A rischio la diga "italiana" i nostri bersaglieri nel mirino

Sono 450 i soldati che proteggono l'argine a Mosul. Ma negli ultimi 15 giorni hanno subito tre attacchi

A rischio la diga "italiana" i nostri bersaglieri nel mirino

Tre attacchi con lanci di razzi nelle ultime due settimane contro l'area della diga di Mosul presidiata da 450 soldati italiani. I nostri soldati della task force Presidium sono ad una ventina di chilometri dal fronte delle bandiere nere attorno alla «capitale» irachena del Califfo. I primi razzi sono stati lanciati all'inizio di ottobre. «Il più vicino è esploso a 300 metri» ha rivelato una fonte militare del Giornale. Il secondo attacco con 2 o 3 razzi è scattato sabato scorso, ma ha colpito la zona residenziale vicino alla diga. Un altro ordigno è stato lanciato negli ultimi giorni, ma a tre chilometri dalle nostre postazioni.

Da ieri tutto il fronte si sta scaldando dopo l'inizio dell'attacco per liberare Mosul, che durerà settimane o mesi. I bersaglieri italiani devono solo presidiare la diga, ma sono le truppe «crociate» più vicine alla «capitale» dello Stato islamico. Un bersaglio allettante dal punto di vista simbolico e fisso, senza possibilità di manovra, dovendo proteggere il personale della ditta Trevi, che si è garantita l'appalto per rimettere in sesto la decrepita struttura. La conferma viene da Roma. Il mandato dei soldati italiani «è molto chiaro: assicurare un dispositivo di difesa statica in prossimità della diga».
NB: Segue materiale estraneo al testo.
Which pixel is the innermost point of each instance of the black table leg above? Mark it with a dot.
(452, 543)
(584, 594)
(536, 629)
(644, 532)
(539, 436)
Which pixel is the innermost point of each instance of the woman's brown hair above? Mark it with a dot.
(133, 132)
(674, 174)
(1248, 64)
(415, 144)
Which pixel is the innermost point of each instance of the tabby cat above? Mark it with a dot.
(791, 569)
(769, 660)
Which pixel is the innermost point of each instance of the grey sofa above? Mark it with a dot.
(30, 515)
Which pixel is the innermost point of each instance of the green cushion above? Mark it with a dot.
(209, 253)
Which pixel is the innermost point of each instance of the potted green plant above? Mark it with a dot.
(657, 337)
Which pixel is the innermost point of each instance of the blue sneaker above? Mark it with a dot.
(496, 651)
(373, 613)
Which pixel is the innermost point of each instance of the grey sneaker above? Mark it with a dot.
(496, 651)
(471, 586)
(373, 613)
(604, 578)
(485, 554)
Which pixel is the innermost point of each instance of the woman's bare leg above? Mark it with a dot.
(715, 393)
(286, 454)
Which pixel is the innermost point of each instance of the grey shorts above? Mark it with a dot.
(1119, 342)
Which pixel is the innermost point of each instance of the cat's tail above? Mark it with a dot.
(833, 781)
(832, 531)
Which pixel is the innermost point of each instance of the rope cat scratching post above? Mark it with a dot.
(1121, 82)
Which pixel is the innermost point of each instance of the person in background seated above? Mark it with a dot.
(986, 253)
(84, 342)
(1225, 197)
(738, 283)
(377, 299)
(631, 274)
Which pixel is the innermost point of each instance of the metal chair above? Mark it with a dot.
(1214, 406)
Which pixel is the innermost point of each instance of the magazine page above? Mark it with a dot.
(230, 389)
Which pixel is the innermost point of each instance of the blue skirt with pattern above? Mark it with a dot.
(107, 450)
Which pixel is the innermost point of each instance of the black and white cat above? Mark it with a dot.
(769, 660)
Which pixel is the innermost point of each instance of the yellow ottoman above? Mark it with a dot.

Il dispiegamento di circa 500 uomini è completato. Il grosso è composto dai bersaglieri del 6° reggimento della brigata Aosta di stanza a Trapani. La task force può contare anche sui mortai da 120 millimetri utilizzati contro i talebani in Afghanistan. Un particolare sistema radar segnala il lancio ostile in arrivo e suona l'allarme, anche se i tempi di impatto sono molto stretti. Sabato la Forza di reazione rapida ha garantito la protezione dei circa 70 operai e tecnici italiani presenti corsi nei rifugi. I razzi di 122 millimetri, Bm 21, l'evoluzione dei famigerati «organi di Stalin» della seconda guerra mondiale, hanno colpito la zona residenziale di al Muhandisin, lontana dagli italiani. In questo caso non sono state individuate le rampe di lancio per bombardarle con i caccia. Al contrario del primo attacco, che comunque non ha provocato danni o feriti, anche se è arrivato più vicino. La Task force italiana schiera pure il cosiddetto Faq, operatori speciali, in grado di richiedere l'appoggio aereo. Dopo il primo lancio di razzi i caccia bombardieri Usa fatti intervenire dai nostri soldati hanno distrutto le rampe di lancio ad una quindicina di chilometri.

«Colpire gli infedeli e soprattutto i militari della Coalizione è un obiettivo prioritario per lo Stato Islamico (anche in termini propagandistici) - ha scritto Analisi Difesa, giornale specializzato on line - L'unico bersaglio fisso, di grandi proporzioni e a due passi dalla prima linea offerto ai jihadisti è costituito proprio dalla base italiana alla diga di Mosul».

Nei piani della grande offensiva per liberare la città irachena è previsto l'accerchiamento e l'interruzione delle vie di comunicazione e rifornimento da ovest verso la Siria e la vicina roccaforte delle bandiere nere di Tal Afar. Un'arteria strategica che passa a poche decine di chilometri dalla diga. Non a caso i nostri droni che decollano dal Kuwait hanno battuto a lungo la zona di Tal Afar individuando obiettivi da far colpire agli aerei alleati. I 4 caccia italiani impiegati sul teatro iracheno possono solo scattare fotografie e non bombardare.

L'attacco finale a Mosul è iniziato da Bashiqa con l'avanzata dei curdi da nord est per conquistare alcuni villaggi a pochi chilometri dalla città. Gli stessi miliziani addestrati dai turchi e dai soldati italiani della missione Prima Parthica di base a Erbil. A turno con i tedeschi abbiamo il comando di tutto il programma di addestramento europeo nel nord dell'Iraq visto come fumo negli occhi dalle bandiere nere. Nell'aeroporto militare di Erbil sono schierati pure gli elicotteri da trasporto NH 90 e quelli d'attacco Mangusta.

I fanti elitrasportati del 66° reggimento Trieste, unità veterana dell'Afghanistan, hanno il compito di recuperare, anche sotto il fuoco se necessario, i militari alleati rimasti tagliati fuori sulla prima linea dell'attacco a Mosul.